On Monday, the Board of Trustees heard emotionally charged public comment for nearly an hour by a room packed with students, faculty and staff, including several Black Student Union members who had heard about the workgroup incident. Many of them displayed “Black Lives Matter” signs, and many spoke on how they had experienced racism at the college and how college officials had done nothing to help them.
During the workgroup’s Nov. 14 meeting, a member told the group about a black student reporting that they had been called the N-word at the library. When it was Maas’ turn to speak on the topic, she said the actual N-word while quoting what had been said to the student — but what happened afterwards is in dispute.
In a letter written by the newly formed SBCC Coalition for Justice demanding Maas’ resignation, the group wrote that Maas chose to continue speaking without acknowledging how egregious it was of her to use the racial slur.
Maas said she did stop to acknowledge her use of the slur.
“I apologized right away,” she said.
Maas went back to speaking about the topic they had been discussing, but after a short period of time a faculty member of color spoke up to voice concern over her use of the N-word. Maas said she started crying and became so emotional she was unable to compose herself, so she decided to leave the room.
The letter asserts that after she came back in the room, she tried to explain herself but did not try to listen to the other people in the room about the incident.

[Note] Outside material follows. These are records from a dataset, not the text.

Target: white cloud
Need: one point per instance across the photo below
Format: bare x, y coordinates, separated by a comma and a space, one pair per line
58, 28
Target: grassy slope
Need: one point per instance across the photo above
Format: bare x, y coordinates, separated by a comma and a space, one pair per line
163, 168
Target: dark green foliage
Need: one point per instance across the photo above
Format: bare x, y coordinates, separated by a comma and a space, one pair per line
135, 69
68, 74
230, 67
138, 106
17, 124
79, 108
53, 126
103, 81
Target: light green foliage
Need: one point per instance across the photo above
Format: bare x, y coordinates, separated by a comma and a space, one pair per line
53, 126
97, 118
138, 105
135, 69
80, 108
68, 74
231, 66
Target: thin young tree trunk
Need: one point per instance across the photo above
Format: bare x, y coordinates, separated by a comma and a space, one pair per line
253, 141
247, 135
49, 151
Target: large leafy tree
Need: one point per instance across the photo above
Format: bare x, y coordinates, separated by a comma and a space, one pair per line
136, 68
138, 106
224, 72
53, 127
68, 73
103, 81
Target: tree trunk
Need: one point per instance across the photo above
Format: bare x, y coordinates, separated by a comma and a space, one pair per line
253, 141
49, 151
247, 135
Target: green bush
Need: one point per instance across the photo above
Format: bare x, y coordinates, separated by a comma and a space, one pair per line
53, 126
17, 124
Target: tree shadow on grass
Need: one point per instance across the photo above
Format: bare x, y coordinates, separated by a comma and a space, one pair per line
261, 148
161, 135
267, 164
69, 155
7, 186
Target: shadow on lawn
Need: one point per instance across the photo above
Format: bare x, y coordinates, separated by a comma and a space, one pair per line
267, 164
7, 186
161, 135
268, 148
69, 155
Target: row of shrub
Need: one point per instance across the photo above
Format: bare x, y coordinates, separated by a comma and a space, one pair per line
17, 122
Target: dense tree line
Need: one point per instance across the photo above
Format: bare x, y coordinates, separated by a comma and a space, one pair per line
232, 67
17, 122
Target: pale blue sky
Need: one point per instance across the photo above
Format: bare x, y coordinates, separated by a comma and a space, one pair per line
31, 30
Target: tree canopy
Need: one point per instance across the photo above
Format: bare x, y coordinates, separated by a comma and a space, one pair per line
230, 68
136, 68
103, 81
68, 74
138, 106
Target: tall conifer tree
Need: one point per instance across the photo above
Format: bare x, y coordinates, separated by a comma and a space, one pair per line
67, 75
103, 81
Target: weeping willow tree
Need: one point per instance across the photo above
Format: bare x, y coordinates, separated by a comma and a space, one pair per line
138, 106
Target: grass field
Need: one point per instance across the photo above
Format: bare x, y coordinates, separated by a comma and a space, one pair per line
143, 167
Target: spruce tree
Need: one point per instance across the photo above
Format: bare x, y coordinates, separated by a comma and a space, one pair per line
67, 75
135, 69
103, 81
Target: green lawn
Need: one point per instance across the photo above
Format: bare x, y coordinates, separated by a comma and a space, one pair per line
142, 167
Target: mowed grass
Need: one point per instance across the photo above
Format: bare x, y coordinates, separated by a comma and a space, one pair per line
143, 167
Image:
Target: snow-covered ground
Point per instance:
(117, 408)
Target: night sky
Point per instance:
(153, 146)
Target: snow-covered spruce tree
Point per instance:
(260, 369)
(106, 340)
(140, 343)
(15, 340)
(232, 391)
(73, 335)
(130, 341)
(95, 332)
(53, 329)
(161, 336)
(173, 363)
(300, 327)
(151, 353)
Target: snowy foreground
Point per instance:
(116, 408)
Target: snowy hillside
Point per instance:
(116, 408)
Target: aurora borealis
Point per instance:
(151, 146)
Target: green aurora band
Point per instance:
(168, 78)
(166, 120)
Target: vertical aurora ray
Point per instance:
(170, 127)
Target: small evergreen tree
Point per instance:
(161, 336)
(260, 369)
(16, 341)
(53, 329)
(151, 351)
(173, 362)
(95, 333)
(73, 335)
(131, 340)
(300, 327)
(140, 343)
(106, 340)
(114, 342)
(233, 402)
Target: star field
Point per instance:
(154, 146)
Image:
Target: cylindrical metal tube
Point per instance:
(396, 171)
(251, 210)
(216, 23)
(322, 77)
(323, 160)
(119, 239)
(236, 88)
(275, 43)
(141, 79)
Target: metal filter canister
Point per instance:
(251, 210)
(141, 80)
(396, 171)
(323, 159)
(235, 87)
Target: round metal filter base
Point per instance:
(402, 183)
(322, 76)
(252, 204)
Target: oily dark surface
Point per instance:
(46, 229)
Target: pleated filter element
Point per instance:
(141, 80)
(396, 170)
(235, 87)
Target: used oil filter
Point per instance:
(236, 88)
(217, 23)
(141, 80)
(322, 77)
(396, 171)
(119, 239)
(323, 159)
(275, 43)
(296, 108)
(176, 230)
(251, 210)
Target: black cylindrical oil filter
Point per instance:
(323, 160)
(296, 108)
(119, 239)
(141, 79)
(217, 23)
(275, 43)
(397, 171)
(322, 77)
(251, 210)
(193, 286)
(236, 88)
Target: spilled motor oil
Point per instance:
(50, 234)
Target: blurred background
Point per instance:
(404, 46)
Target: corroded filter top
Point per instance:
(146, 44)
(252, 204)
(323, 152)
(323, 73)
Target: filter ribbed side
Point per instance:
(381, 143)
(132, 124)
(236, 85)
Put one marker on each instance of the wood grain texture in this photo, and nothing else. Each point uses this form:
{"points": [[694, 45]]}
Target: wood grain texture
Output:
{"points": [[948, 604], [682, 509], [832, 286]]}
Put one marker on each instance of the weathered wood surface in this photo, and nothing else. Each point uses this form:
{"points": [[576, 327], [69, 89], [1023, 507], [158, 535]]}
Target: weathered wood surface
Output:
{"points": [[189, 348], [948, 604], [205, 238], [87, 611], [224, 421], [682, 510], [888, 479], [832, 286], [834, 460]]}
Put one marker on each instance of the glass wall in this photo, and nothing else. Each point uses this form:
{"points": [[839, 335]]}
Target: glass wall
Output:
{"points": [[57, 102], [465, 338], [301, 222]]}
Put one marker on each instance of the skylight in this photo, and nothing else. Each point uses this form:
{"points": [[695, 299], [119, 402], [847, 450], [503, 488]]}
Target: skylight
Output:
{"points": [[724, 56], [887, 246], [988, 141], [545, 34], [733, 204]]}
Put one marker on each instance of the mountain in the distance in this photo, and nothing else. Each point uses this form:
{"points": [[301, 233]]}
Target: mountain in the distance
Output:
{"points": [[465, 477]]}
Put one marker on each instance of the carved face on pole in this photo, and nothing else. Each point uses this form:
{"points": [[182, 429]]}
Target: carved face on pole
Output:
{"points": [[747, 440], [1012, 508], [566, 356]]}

Maas said that after she returned, she listened closely to the group as it finished the conversation it was having. But after the group finished, she said there was silence from the group. She apologized again during the silence, she said, but not one of the group members tried to speak to her about what happened.
“I stood there waiting for my turn to be allowed to speak, still crying, still emotional,” she said.
“No one ever acknowledged me.”
The following day, Superintendent-President Anthony Beebe wrote a letter (linked here) directing administrators to complete “significant” cultural sensitivity training within the next six months. He added that Maas recognized that verbalizing the word was a serious mistake, apologized for the transgression and she is very remorseful and embarrassed for what happened.
During Monday’s Board of Trustees meeting, City College student Isabel Carrillo spoke on behalf of the newly formed SBCC Student Coalition for Justice, reading from a letter of demands addressed to Beebe and the trustees. She demanded that Maas resign immediately, adding that her use of the N-word was emblematic of institutional racism at City College.
Akil Hill, a black admissions and records staff member, spoke to Beebe directly during his public comment, stating that he was offended by Beebe’s choice to talk about how his father was dark-skinned in his letter.
“The last thing you should say to someone who has been offended by that word is that ‘you can relate.’ Because you can not relate,” he said.
He went on to criticize Beebe for writing the letter instead of asking black faculty and staff for input on how to move forward from the incident.
Beebe and the trustees are prohibited by the Brown Act to respond to people who speak during public comment, and so were unable to respond to Hill’s comments and the comments of others who spoke at the meeting.
Former Student Trustee Krystle Farmer, who in her resignation letter wrote that she had been frequently harassed during her time at the college, commented on how she had come to hate City College, having tried to go through the proper channels and seen no progress.
“I sat on this board and met with each of you individually for hours, and nothing was done,” she said, speaking directly to the trustees.
As for Maas, she said she is on leave until Nov. 30, deeply regrets the offense she caused and remains committed to helping fight racism at City College.
November 20 Correction:
This story has been changed from a previous version stating that Nia Revis spoke in the Gender Equity Workgroup meeting. Revis was not in the meeting, however she publicly said a week prior that she had been harassed and called the N-word in the library. The discussion during the workgroup meeting referenced Revis’s harassment in the library.